1. Introduction à l'histoire de la retraite en France

En France, l'apparition du premier système de retraite est celui des marins. Si certaines tentatives de développement d'une assurance-vieillesse ont eu lieu au début du siècle dernier, il faudra attendre 1945 et la création de la Sécurité sociale pour que le système de retraite se développe réellement.

 

Le régime général des salariés du privé est alors créé. Certaines professions s'organisent également de leur côté et développent leur propre régime de retraite.

 

Depuis, l'assurance-retraite est devenue une institution obligatoire et encadrée qui a beaucoup évolué au fil des décennies. Découvrez les grandes dates et les réformes qui ont marqué son histoire et devenez incollable sur la retraite en France !

 

 

2. Les grandes dates qui ont marqué l'histoire de la retraite en France

  • Avant 1945 : les premiers régimes de retraite

    Le premier régime de retraite, celui des marins, remonte à Louis XIV. Il faudra attendre 1910 pour que l'on s'efforce, sans succès, d'établir en France un régime de retraite pour les plus démunis.

     

    De 1928 à 1930, de nouvelles impulsions iront dans ce sens, sans résultat non plus.
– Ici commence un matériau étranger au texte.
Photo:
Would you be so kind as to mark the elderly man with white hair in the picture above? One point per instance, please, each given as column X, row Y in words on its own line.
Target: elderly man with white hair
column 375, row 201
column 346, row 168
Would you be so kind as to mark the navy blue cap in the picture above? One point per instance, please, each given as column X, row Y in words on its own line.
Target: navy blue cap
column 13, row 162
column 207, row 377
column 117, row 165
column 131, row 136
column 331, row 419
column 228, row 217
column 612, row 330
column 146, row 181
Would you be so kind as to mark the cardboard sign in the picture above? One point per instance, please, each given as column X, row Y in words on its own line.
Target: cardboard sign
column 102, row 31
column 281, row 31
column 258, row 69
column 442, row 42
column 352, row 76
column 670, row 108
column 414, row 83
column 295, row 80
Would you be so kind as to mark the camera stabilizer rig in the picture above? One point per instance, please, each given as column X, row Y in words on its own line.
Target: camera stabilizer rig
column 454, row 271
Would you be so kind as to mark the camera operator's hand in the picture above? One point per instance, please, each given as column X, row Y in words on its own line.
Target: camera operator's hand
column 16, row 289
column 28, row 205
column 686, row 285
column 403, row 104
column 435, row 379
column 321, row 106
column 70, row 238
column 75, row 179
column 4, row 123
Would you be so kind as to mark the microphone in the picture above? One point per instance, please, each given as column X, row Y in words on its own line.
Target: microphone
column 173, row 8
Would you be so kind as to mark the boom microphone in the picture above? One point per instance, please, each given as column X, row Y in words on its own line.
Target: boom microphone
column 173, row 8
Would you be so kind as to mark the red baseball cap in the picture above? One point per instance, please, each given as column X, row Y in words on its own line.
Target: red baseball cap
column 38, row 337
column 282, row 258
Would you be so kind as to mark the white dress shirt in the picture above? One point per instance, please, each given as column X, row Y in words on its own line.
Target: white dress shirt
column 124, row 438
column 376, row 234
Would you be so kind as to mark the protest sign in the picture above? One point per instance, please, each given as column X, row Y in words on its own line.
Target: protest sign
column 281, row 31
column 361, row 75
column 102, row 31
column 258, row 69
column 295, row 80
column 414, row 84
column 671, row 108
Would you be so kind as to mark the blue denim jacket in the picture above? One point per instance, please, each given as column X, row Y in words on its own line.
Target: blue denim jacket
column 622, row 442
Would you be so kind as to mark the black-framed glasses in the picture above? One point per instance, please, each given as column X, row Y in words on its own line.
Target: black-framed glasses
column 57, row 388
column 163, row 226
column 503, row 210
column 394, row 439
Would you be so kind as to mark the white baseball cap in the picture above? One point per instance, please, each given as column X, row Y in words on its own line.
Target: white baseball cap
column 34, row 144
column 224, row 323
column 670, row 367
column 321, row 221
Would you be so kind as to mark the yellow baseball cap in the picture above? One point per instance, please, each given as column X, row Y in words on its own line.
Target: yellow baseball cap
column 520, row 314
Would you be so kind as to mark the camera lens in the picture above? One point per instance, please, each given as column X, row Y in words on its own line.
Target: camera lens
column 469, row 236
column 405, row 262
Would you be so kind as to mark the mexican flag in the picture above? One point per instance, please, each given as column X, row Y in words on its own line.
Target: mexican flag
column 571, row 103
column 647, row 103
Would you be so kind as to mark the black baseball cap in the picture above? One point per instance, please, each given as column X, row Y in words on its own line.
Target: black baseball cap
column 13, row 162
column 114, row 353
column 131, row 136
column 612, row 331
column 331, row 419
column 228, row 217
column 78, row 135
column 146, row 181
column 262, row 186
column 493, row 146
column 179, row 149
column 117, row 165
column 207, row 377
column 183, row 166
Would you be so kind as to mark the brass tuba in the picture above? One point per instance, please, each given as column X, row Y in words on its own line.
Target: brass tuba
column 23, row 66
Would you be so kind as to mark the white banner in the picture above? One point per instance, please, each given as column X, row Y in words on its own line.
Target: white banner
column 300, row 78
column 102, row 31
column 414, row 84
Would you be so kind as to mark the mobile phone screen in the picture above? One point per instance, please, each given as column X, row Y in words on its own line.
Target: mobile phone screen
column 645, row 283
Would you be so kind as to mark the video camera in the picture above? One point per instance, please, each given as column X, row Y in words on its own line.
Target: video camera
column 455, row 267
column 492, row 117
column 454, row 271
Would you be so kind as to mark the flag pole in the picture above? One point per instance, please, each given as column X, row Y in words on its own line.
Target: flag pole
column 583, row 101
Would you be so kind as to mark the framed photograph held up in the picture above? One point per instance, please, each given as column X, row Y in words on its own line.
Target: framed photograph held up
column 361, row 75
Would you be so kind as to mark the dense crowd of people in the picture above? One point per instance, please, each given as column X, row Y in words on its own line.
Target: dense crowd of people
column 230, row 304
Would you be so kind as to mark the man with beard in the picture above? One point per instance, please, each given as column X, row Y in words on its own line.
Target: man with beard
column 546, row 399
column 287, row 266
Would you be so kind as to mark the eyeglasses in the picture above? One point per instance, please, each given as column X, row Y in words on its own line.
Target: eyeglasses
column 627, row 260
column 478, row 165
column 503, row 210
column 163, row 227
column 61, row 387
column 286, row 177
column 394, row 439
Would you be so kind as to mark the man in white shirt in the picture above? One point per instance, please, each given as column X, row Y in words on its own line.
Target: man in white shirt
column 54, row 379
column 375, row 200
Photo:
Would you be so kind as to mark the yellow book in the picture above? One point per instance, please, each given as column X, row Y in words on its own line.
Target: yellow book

Une décennie plus tard, en 1941, une allocation aux vieux travailleurs salariés est créée. Elle s'inscrit aujourd'hui comme l'ancêtre du minimum vieillesse, qui existe encore actuellement.

     

    A partir de 1945, plusieurs régimes professionnels commencent à coexister mais de façon disparate. La majorité de la population n'est pas encore réellement couverte face au risque-vieillesse.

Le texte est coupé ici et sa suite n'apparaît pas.